Because each Agency created a separate plan, there is a lot of information packed into this single release. The plans relating to articles are relatively homogenous across the five Agencies;  all five will use the NIH Manuscript Submission System to deposit articles into the PubMed Central database, which will serve as the focal point for compliance.  

Of particular note: the discussion of HHS’s proposed mechanism to allow stakeholders to petition to change the embargo period centers on providing mechanisms to shorten the embargo period, underscoring that in all cases, across all operating divisions, the 12-month embargo is a guideline, and the rights holder can set an embargo period of less than that at any time.

Also of note is that while the individual Agencies indicate that their copyright and license provisions will be aligned with currently those in use by PubMed Central,  the NIH plan contains language which points to a possible shift in the Agency’s thinking on this crucial element.  The NIH plan notes: that the Agency is exploring the possibility of using the government use license specified to help make papers public. Such a move would greatly expand the utility of articles in the PMC database. 
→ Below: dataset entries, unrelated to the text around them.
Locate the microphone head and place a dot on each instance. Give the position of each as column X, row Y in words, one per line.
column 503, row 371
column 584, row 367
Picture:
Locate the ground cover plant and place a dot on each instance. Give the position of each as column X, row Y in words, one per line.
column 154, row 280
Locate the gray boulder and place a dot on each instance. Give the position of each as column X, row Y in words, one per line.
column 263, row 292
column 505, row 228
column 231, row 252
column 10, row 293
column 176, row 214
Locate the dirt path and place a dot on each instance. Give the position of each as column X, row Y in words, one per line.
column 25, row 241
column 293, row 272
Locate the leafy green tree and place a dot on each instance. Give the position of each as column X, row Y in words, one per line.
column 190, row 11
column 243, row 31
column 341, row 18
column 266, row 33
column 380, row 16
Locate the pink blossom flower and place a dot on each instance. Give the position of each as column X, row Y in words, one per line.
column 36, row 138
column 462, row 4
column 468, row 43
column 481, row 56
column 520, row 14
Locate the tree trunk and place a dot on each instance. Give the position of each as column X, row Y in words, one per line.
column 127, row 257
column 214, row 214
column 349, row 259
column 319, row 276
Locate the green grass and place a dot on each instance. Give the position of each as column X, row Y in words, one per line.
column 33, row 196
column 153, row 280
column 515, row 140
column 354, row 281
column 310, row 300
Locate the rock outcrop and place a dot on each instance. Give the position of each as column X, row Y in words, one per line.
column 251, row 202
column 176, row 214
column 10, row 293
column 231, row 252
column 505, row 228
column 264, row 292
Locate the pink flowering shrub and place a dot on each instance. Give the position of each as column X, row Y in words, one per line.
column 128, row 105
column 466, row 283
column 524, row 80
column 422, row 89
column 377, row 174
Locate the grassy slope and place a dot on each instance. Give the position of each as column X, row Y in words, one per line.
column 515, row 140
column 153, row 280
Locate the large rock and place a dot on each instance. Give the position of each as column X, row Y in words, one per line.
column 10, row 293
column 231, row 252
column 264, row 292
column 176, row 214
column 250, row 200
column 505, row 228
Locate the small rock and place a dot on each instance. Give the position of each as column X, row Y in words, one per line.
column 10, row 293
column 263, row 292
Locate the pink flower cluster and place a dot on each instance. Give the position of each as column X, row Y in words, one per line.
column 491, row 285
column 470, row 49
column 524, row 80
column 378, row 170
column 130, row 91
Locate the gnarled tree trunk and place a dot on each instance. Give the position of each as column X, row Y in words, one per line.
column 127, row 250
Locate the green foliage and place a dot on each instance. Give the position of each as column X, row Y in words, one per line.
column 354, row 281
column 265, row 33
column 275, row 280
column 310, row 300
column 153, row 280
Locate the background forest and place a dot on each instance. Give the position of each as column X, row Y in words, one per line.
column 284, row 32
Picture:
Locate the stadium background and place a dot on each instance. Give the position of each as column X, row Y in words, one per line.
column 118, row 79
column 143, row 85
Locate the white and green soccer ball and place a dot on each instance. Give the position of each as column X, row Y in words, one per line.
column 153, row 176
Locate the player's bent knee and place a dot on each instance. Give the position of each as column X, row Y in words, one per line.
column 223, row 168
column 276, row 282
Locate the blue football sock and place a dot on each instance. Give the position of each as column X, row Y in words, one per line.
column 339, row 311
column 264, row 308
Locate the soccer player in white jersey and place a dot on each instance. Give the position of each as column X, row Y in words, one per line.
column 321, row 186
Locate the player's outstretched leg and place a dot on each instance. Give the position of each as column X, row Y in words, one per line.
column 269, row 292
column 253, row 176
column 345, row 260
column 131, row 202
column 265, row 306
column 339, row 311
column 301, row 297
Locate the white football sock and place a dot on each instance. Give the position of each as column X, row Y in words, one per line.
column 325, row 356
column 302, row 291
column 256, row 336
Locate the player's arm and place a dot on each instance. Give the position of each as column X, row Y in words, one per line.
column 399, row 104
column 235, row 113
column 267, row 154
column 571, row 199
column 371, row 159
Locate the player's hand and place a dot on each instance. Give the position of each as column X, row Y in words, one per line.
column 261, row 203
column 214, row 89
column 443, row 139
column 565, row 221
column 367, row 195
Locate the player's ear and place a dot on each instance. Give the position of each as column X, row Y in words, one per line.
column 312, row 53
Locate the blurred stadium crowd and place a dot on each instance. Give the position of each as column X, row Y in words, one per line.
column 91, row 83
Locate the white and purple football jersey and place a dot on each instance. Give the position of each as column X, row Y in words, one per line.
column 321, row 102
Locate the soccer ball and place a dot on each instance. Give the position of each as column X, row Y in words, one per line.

The HHS blueprint for the sharing of digital research data are not as tightly defined as the plans to deal with research articles.  In particular, unlike in the article arena, HHS does not have a common repository for research data -- though it is envisioned that ultimately the operating divisions will utilize the health.gov portal to serve as the mechanism for the public to locate and access HHS-funded research data sets.  

This does not indicate a lack of commitment on the part of the department to move towards making the open sharing of research data a priority. Researchers across all HHS Agencies  will be required to provide plans for data access and sharing as part of the grant proposal process, or explain why their data cannot or should not be shared -- effectively setting a new default mode for sharing research data across HHS.

With the five operating divisions in different states of readiness, HHS's strategy for proceeding with data policy development is by necessity, quite pragmatic. The Department will first conduct an assessment of data holdings across its agencies, and create an enterprise-wide data inventory. It will also create common metadata elements for use by all of its agencies.